American Ethnological Society
Oral Presentation Session
This paper draws on fieldwork conducted in Dubai, United Arab Emirates (UAE) to analyze ‘expatriate’ as a category. The UAE’s population is largely comprised of foreign workers, with approximately 15% of the population holding Emirati citizenship. While conducting fieldwork in Dubai between 2015-2017, many of my interlocutors were expatriates, even though some were born and raised in the UAE. Because the UAE severely restricts citizenship transmission and does not offer a process for naturalization, people who have lived in the country for decades often hold foreign passports and their presence in the country is contingent on continued employment to secure them a residency visa.

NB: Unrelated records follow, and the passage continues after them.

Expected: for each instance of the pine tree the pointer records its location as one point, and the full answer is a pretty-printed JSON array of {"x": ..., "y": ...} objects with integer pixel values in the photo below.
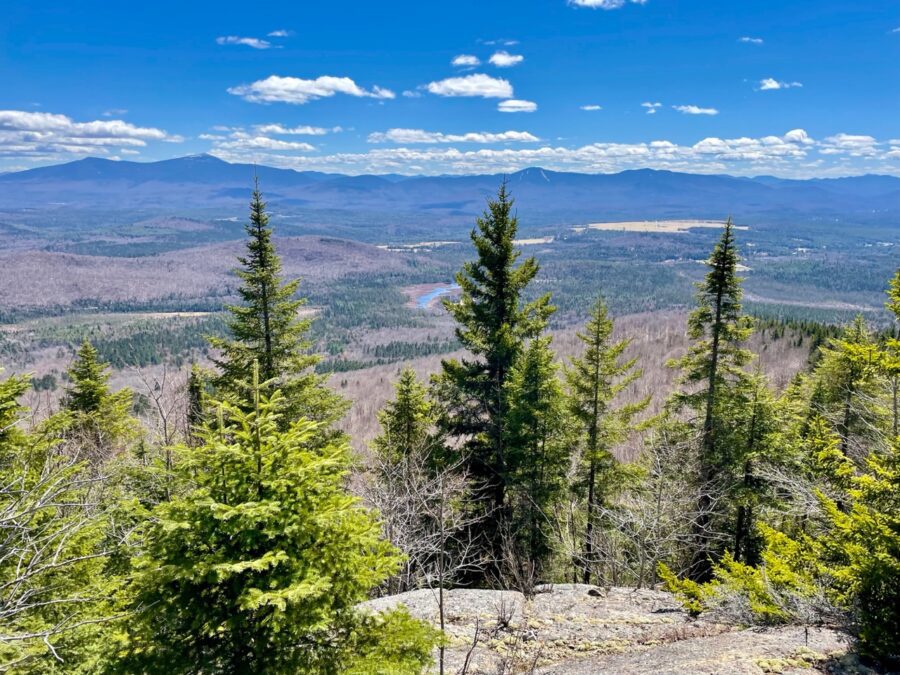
[
  {"x": 99, "y": 417},
  {"x": 267, "y": 329},
  {"x": 196, "y": 395},
  {"x": 712, "y": 366},
  {"x": 595, "y": 379},
  {"x": 848, "y": 388},
  {"x": 493, "y": 323},
  {"x": 407, "y": 422},
  {"x": 537, "y": 438},
  {"x": 892, "y": 351},
  {"x": 54, "y": 593},
  {"x": 260, "y": 566}
]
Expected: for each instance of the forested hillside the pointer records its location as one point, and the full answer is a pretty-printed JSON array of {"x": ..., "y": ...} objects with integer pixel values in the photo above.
[{"x": 233, "y": 514}]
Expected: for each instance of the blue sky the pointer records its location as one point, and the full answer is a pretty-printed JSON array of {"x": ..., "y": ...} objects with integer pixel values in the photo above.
[{"x": 792, "y": 88}]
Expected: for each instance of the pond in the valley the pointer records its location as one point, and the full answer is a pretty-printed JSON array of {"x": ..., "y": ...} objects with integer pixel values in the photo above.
[{"x": 429, "y": 298}]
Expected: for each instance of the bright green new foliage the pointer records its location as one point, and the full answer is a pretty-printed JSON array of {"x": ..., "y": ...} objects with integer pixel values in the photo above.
[
  {"x": 260, "y": 566},
  {"x": 54, "y": 596}
]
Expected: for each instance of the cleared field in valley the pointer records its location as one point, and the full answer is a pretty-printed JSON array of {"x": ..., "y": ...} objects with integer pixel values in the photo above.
[{"x": 659, "y": 226}]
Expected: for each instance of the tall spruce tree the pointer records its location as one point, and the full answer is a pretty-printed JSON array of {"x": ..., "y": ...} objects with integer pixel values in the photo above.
[
  {"x": 539, "y": 445},
  {"x": 493, "y": 323},
  {"x": 712, "y": 367},
  {"x": 267, "y": 329},
  {"x": 259, "y": 565},
  {"x": 848, "y": 389},
  {"x": 99, "y": 417},
  {"x": 892, "y": 352},
  {"x": 594, "y": 380},
  {"x": 407, "y": 422}
]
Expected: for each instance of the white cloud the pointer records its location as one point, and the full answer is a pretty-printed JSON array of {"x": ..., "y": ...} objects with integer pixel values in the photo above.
[
  {"x": 472, "y": 85},
  {"x": 516, "y": 105},
  {"x": 793, "y": 154},
  {"x": 415, "y": 136},
  {"x": 256, "y": 43},
  {"x": 504, "y": 59},
  {"x": 771, "y": 84},
  {"x": 850, "y": 144},
  {"x": 695, "y": 110},
  {"x": 605, "y": 4},
  {"x": 275, "y": 89},
  {"x": 465, "y": 60},
  {"x": 281, "y": 130},
  {"x": 798, "y": 136},
  {"x": 242, "y": 142},
  {"x": 45, "y": 136}
]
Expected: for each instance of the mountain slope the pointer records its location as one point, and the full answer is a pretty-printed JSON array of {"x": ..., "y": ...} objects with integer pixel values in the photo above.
[{"x": 207, "y": 182}]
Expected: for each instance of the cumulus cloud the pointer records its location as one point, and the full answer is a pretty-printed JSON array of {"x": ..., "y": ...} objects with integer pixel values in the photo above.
[
  {"x": 281, "y": 130},
  {"x": 275, "y": 89},
  {"x": 695, "y": 110},
  {"x": 504, "y": 59},
  {"x": 256, "y": 43},
  {"x": 771, "y": 84},
  {"x": 415, "y": 136},
  {"x": 793, "y": 153},
  {"x": 466, "y": 60},
  {"x": 241, "y": 142},
  {"x": 605, "y": 4},
  {"x": 42, "y": 135},
  {"x": 516, "y": 105},
  {"x": 472, "y": 85},
  {"x": 850, "y": 144}
]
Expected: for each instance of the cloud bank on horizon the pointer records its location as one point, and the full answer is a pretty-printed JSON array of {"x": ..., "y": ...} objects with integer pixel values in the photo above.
[{"x": 316, "y": 89}]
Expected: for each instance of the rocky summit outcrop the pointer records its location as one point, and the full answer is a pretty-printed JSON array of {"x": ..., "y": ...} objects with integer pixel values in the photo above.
[{"x": 582, "y": 630}]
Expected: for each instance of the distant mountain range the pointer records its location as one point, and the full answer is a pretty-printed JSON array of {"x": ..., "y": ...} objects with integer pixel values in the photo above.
[{"x": 203, "y": 181}]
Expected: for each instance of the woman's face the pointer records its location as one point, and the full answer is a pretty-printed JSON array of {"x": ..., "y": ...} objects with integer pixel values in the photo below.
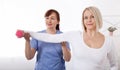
[
  {"x": 51, "y": 20},
  {"x": 89, "y": 20}
]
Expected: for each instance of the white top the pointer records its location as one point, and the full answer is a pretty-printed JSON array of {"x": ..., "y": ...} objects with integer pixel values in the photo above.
[{"x": 86, "y": 58}]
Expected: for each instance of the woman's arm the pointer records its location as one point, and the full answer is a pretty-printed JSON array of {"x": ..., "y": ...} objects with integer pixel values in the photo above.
[
  {"x": 29, "y": 52},
  {"x": 54, "y": 38},
  {"x": 66, "y": 51},
  {"x": 112, "y": 56}
]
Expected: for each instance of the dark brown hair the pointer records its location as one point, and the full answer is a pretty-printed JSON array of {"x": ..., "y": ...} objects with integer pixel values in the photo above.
[{"x": 49, "y": 12}]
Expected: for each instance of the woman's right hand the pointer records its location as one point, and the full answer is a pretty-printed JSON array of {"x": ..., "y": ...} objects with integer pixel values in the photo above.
[{"x": 27, "y": 36}]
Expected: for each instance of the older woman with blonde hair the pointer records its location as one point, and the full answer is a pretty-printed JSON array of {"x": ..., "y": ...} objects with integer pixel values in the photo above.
[{"x": 90, "y": 48}]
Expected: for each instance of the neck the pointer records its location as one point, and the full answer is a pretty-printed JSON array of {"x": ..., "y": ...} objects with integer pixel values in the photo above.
[
  {"x": 51, "y": 31},
  {"x": 91, "y": 33}
]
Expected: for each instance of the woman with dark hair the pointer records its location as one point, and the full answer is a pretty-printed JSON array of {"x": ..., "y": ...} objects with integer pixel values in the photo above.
[
  {"x": 91, "y": 49},
  {"x": 50, "y": 56}
]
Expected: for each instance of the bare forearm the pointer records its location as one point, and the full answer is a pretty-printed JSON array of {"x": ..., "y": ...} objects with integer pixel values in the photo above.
[
  {"x": 28, "y": 51},
  {"x": 66, "y": 53}
]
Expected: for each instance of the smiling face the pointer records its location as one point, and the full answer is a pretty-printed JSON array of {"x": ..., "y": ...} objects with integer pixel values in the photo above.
[
  {"x": 51, "y": 21},
  {"x": 89, "y": 20}
]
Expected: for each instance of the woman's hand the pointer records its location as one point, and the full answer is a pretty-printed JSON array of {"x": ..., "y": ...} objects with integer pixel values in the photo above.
[{"x": 27, "y": 36}]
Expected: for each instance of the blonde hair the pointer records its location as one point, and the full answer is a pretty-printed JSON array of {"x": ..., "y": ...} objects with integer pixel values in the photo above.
[{"x": 97, "y": 15}]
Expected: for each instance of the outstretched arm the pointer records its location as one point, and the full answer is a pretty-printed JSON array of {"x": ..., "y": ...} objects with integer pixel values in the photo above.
[
  {"x": 54, "y": 38},
  {"x": 112, "y": 56}
]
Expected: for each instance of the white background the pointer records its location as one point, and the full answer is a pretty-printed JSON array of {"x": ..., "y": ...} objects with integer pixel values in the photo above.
[{"x": 29, "y": 15}]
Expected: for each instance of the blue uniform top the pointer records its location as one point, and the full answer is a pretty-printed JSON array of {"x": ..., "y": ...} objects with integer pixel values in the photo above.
[{"x": 49, "y": 55}]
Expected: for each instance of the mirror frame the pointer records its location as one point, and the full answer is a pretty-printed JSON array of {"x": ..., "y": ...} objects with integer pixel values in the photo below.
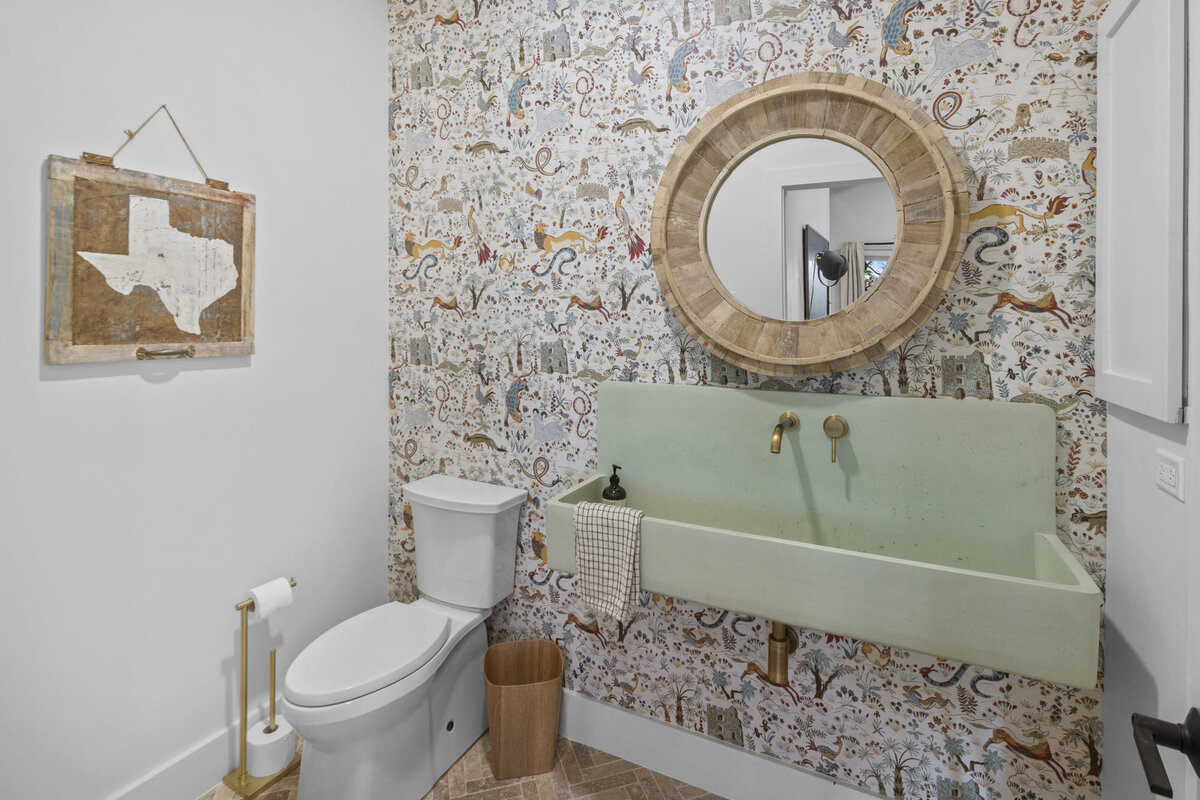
[{"x": 897, "y": 136}]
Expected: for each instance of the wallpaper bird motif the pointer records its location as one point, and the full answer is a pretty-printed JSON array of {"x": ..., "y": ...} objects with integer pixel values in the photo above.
[{"x": 527, "y": 142}]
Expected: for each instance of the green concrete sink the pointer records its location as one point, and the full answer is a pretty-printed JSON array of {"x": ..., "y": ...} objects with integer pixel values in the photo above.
[{"x": 934, "y": 531}]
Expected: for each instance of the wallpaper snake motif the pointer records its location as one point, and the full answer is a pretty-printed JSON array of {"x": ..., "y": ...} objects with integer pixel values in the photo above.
[{"x": 527, "y": 142}]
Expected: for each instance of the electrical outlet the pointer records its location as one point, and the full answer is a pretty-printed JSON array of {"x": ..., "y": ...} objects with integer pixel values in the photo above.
[{"x": 1169, "y": 473}]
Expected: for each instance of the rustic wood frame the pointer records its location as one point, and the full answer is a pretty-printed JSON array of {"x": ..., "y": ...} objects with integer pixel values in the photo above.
[
  {"x": 898, "y": 137},
  {"x": 60, "y": 253}
]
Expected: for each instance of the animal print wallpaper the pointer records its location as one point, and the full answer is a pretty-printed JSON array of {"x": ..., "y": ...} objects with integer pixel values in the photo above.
[{"x": 527, "y": 142}]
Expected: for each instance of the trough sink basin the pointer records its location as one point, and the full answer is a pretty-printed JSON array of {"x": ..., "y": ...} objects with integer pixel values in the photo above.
[{"x": 934, "y": 530}]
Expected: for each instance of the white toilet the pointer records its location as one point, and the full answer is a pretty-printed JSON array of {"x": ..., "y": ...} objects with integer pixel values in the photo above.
[{"x": 389, "y": 699}]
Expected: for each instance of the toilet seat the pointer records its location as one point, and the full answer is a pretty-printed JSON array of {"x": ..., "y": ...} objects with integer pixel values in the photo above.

This paper offers two connected arguments: first, the term “expat” often operates as a racial category. Amongst my interlocutors, workers originating from Europe, the US, or Australia were labeled “expats” while low-wage manual workers from South Asia were termed “migrant workers.” These distinctions immediately racialized and classed individuals. These terms obscure the shared motivations behind migration to formulate social hierarchies and assert privilege. Secondly, this paper addresses how Western expats in the UAE leveraged educational capital and work experience in Anglo countries to claim professionalism and expertise and to justify their presence, building on a legacy of colonial intervention (or its adjacencies, such as the Trucial States Protectorate). The paper concludes by offering a reflection on the uncomfortable proximity of foreign researchers to such categories of expatriates, professionalism, and expertise.